Characteristics of strontium isotopes and their implications in the Qixing Cave of Guizhou,China

The strontium isotopic compositions (⁸⁷Sr/⁸⁶Sr) of samples including soils, bedrock, soil waters, drip waters and their corresponding speleothems in the Qixing Cave (QXC), Guizhou Province, China, were systemically measured and analyzed. The results indicate that there are significant Sr isotopic differences among samples. The mean ⁸⁷Sr/⁸⁶Sr ratios in drip water for the samples 1^#, 4^# and 9^# were 0.709568, 0.709139 and 0.708761, respectively, which possibly result from different flow paths, residence times, and other hydrogeological processes in the unsaturated zone overlying QXC. Meanwhile, levels of 40.8%, 57.6% and 72.4% of Sr in drip waters for 1^#, 4^# and 9^#, respectively, were derived from bedrock dissolution, which was calculated by the mixture model of the two end-members (soil and bedrock). There is, however, no positive correlation between the relative proportion from bedrock dissolution (δ ¹³C value is 1.8‰) and drip water δ ¹³C_DIC values.
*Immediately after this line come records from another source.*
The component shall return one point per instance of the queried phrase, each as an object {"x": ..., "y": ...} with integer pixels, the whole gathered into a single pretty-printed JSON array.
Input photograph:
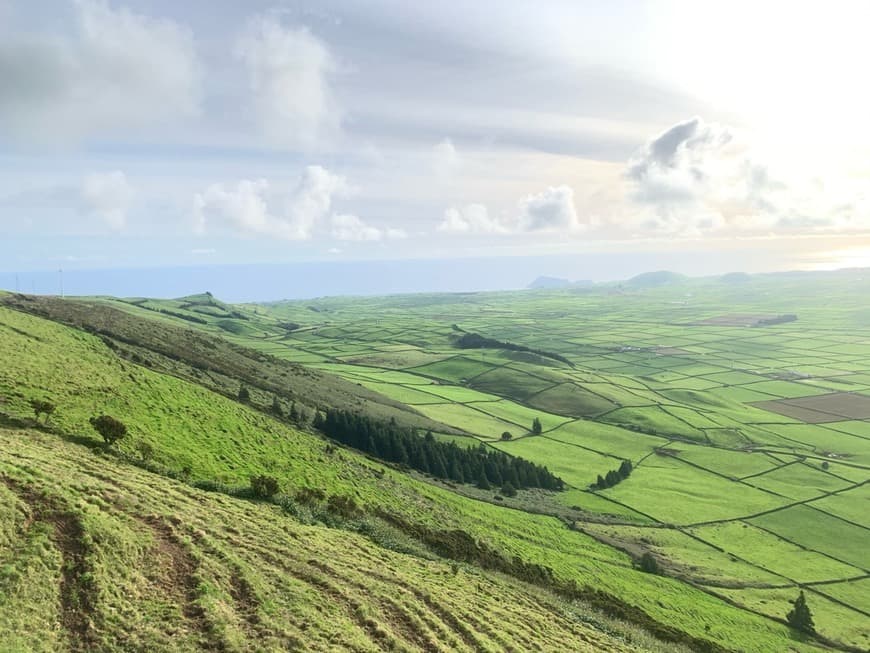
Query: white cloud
[
  {"x": 350, "y": 227},
  {"x": 699, "y": 177},
  {"x": 550, "y": 210},
  {"x": 471, "y": 219},
  {"x": 121, "y": 70},
  {"x": 393, "y": 233},
  {"x": 256, "y": 207},
  {"x": 289, "y": 71},
  {"x": 446, "y": 160},
  {"x": 108, "y": 196}
]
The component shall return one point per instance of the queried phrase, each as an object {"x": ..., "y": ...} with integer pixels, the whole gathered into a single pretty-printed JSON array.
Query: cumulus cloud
[
  {"x": 120, "y": 70},
  {"x": 471, "y": 219},
  {"x": 108, "y": 196},
  {"x": 260, "y": 208},
  {"x": 550, "y": 210},
  {"x": 350, "y": 227},
  {"x": 256, "y": 208},
  {"x": 697, "y": 177},
  {"x": 289, "y": 72}
]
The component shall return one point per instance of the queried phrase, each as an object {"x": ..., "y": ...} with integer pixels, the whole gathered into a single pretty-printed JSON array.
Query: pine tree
[
  {"x": 276, "y": 407},
  {"x": 800, "y": 618}
]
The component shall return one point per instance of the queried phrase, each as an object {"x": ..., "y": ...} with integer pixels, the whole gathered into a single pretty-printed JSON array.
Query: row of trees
[
  {"x": 481, "y": 465},
  {"x": 614, "y": 476},
  {"x": 476, "y": 341}
]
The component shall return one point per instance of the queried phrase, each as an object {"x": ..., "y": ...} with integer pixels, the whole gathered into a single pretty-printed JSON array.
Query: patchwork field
[{"x": 748, "y": 435}]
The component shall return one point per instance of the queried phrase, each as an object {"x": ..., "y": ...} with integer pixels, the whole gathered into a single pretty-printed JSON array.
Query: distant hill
[
  {"x": 735, "y": 277},
  {"x": 548, "y": 283},
  {"x": 654, "y": 279},
  {"x": 543, "y": 283}
]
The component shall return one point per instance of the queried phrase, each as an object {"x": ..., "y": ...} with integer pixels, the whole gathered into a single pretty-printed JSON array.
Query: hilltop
[{"x": 649, "y": 381}]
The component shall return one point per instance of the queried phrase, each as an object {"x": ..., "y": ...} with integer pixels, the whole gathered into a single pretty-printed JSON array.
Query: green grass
[
  {"x": 675, "y": 395},
  {"x": 767, "y": 551},
  {"x": 817, "y": 530},
  {"x": 799, "y": 482},
  {"x": 175, "y": 569},
  {"x": 676, "y": 493}
]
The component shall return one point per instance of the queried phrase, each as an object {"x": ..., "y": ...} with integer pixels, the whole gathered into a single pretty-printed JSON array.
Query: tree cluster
[
  {"x": 614, "y": 476},
  {"x": 109, "y": 428},
  {"x": 388, "y": 441},
  {"x": 477, "y": 341}
]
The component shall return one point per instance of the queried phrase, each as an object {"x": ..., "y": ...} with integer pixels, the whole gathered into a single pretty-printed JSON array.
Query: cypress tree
[{"x": 800, "y": 618}]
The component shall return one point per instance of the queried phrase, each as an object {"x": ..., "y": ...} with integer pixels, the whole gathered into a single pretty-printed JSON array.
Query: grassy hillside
[
  {"x": 204, "y": 436},
  {"x": 101, "y": 556}
]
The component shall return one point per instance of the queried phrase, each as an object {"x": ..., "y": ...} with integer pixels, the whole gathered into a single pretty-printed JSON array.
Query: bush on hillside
[
  {"x": 42, "y": 407},
  {"x": 648, "y": 563},
  {"x": 264, "y": 487},
  {"x": 109, "y": 428}
]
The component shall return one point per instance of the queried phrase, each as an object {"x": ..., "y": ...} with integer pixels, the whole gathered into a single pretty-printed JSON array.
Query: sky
[{"x": 703, "y": 136}]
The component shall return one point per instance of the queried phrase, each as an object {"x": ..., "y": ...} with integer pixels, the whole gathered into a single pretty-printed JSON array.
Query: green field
[{"x": 741, "y": 505}]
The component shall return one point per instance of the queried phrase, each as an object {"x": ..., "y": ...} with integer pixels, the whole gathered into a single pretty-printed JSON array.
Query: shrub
[
  {"x": 800, "y": 618},
  {"x": 109, "y": 428},
  {"x": 276, "y": 407},
  {"x": 342, "y": 505},
  {"x": 41, "y": 407},
  {"x": 264, "y": 487},
  {"x": 146, "y": 451},
  {"x": 648, "y": 563}
]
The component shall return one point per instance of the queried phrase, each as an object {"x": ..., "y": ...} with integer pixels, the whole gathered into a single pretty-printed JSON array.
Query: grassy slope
[
  {"x": 219, "y": 438},
  {"x": 162, "y": 566}
]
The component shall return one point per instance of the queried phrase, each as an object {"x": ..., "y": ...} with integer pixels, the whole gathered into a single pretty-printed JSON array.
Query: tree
[
  {"x": 264, "y": 487},
  {"x": 146, "y": 451},
  {"x": 41, "y": 407},
  {"x": 648, "y": 563},
  {"x": 109, "y": 428},
  {"x": 276, "y": 407},
  {"x": 800, "y": 618}
]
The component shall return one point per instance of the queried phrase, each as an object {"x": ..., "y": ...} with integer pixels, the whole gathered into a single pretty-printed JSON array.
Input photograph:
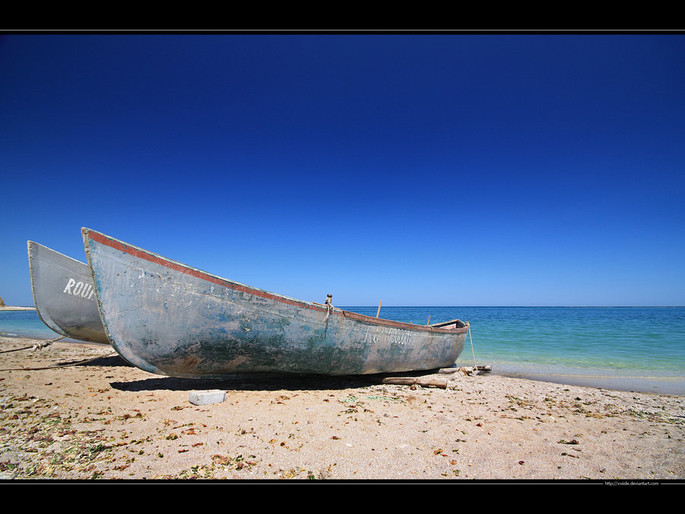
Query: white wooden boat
[{"x": 63, "y": 294}]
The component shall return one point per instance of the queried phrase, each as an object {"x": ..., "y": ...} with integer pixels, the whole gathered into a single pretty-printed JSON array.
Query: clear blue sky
[{"x": 415, "y": 169}]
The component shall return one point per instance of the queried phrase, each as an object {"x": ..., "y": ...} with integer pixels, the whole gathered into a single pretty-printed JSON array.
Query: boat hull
[
  {"x": 63, "y": 295},
  {"x": 171, "y": 319}
]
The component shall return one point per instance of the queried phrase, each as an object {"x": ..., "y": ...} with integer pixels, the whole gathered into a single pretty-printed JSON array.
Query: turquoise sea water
[{"x": 632, "y": 348}]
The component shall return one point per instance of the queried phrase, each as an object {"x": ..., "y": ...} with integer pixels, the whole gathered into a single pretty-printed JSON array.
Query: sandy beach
[{"x": 75, "y": 411}]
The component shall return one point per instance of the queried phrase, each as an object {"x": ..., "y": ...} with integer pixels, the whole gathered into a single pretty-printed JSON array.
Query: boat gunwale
[{"x": 203, "y": 275}]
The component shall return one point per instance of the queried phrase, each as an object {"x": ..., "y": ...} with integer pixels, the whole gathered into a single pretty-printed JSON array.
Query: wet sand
[{"x": 74, "y": 411}]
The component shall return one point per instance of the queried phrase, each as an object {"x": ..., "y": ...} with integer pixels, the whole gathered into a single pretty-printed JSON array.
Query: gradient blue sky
[{"x": 450, "y": 169}]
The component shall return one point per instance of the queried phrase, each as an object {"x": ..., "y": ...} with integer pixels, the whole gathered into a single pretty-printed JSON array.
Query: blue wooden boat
[
  {"x": 172, "y": 319},
  {"x": 63, "y": 294}
]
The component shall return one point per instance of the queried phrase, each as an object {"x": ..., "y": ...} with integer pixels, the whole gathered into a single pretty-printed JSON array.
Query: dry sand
[{"x": 65, "y": 419}]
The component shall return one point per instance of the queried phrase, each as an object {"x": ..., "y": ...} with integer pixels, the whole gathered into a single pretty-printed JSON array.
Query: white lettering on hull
[{"x": 79, "y": 289}]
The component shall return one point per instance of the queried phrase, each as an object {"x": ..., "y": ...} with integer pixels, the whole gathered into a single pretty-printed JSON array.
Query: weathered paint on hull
[
  {"x": 63, "y": 295},
  {"x": 172, "y": 319}
]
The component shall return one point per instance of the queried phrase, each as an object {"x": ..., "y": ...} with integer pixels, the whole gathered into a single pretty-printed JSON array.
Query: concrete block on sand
[{"x": 207, "y": 397}]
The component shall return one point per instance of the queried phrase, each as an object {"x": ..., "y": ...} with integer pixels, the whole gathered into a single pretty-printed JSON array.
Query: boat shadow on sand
[{"x": 239, "y": 381}]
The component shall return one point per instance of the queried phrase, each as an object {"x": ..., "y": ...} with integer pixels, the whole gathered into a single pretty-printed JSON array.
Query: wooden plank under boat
[
  {"x": 171, "y": 319},
  {"x": 63, "y": 294}
]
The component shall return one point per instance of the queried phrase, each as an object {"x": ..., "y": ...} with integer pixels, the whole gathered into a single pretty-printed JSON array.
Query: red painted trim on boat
[{"x": 176, "y": 266}]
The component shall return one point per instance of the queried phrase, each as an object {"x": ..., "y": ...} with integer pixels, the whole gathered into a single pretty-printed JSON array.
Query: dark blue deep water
[{"x": 633, "y": 348}]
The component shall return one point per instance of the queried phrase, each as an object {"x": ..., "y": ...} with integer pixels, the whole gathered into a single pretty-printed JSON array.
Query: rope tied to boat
[{"x": 37, "y": 346}]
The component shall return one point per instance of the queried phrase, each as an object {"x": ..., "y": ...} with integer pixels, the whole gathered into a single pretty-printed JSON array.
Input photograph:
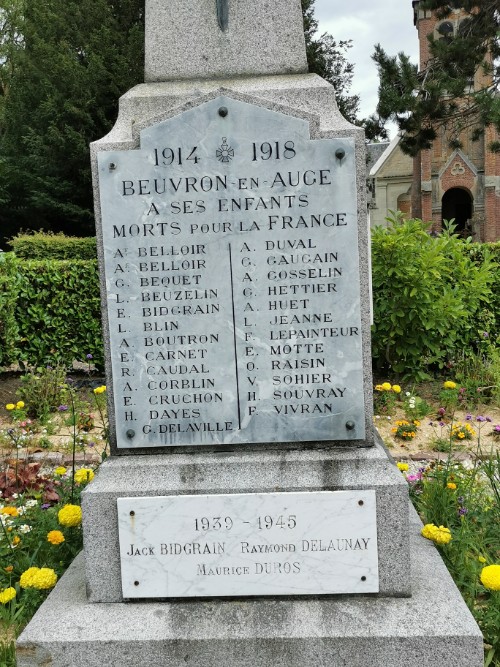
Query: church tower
[{"x": 464, "y": 183}]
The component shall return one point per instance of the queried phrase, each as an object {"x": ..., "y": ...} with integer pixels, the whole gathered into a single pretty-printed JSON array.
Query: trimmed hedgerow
[
  {"x": 54, "y": 314},
  {"x": 42, "y": 245},
  {"x": 9, "y": 330},
  {"x": 431, "y": 300}
]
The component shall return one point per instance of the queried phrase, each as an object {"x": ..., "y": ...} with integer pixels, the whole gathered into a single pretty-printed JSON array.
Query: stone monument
[{"x": 249, "y": 513}]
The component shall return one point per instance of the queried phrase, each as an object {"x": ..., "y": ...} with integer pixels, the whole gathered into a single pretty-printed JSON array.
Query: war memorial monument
[{"x": 248, "y": 514}]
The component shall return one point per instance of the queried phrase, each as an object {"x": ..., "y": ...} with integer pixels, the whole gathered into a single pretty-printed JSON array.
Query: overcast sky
[{"x": 368, "y": 22}]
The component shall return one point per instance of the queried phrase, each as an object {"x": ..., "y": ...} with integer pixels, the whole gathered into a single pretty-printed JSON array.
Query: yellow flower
[
  {"x": 45, "y": 578},
  {"x": 439, "y": 535},
  {"x": 55, "y": 537},
  {"x": 27, "y": 577},
  {"x": 490, "y": 577},
  {"x": 7, "y": 594},
  {"x": 10, "y": 511},
  {"x": 70, "y": 516},
  {"x": 84, "y": 475},
  {"x": 442, "y": 535},
  {"x": 428, "y": 530}
]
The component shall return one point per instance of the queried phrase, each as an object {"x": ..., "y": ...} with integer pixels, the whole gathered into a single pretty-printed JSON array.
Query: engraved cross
[{"x": 222, "y": 7}]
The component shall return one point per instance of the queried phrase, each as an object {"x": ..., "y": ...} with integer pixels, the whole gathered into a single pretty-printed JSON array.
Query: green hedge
[
  {"x": 41, "y": 245},
  {"x": 52, "y": 314},
  {"x": 434, "y": 298},
  {"x": 9, "y": 329}
]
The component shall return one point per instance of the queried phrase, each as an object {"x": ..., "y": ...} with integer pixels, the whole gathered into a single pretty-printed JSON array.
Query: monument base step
[{"x": 433, "y": 628}]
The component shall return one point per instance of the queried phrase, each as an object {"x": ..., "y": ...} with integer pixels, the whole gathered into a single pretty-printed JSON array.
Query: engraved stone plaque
[
  {"x": 231, "y": 265},
  {"x": 249, "y": 544}
]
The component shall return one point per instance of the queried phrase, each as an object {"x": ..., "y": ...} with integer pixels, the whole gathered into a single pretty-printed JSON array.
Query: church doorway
[{"x": 457, "y": 204}]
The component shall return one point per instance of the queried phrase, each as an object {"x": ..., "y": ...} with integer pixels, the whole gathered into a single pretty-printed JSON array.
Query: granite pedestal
[{"x": 433, "y": 628}]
The mean drip water δ ¹³C_DIC value in 1^# is the heaviest (−4.5‰) with the lowest contribution rate of bedrock dissolution, whereas the value in 9^# is the lightest (−9.3‰) with the highest contribution rate of bedrock dissolution. The proportion from host rock dissolution in 4^# is higher than that in 1^# and lower than that in 9^#, while its mean drip water δ ¹³C_DIC value (−8.6‰) is higher than that of 9# and lower than that for 1^#. This suggests that the prior calcite precipitation (PCP) processes in the unsaturated zone overlying the cave are responsible for the δ¹³CDIC value differences between different drip waters, and not bedrock dissolution. Furthermore, this study also demonstrates that the ⁸⁷Sr/⁸⁶Sr ratios of speleothems in the 1^# and 4^# mainly reflect the variation in the relative proportions from the soil system (soil water) and bedrock dissolution overlying the cave. It is, therefore, feasible to use the strontium isotopic signals of speleothems as an indicator for soil chemical weathering intensity, and consequently as a monsoon proxy in the study area.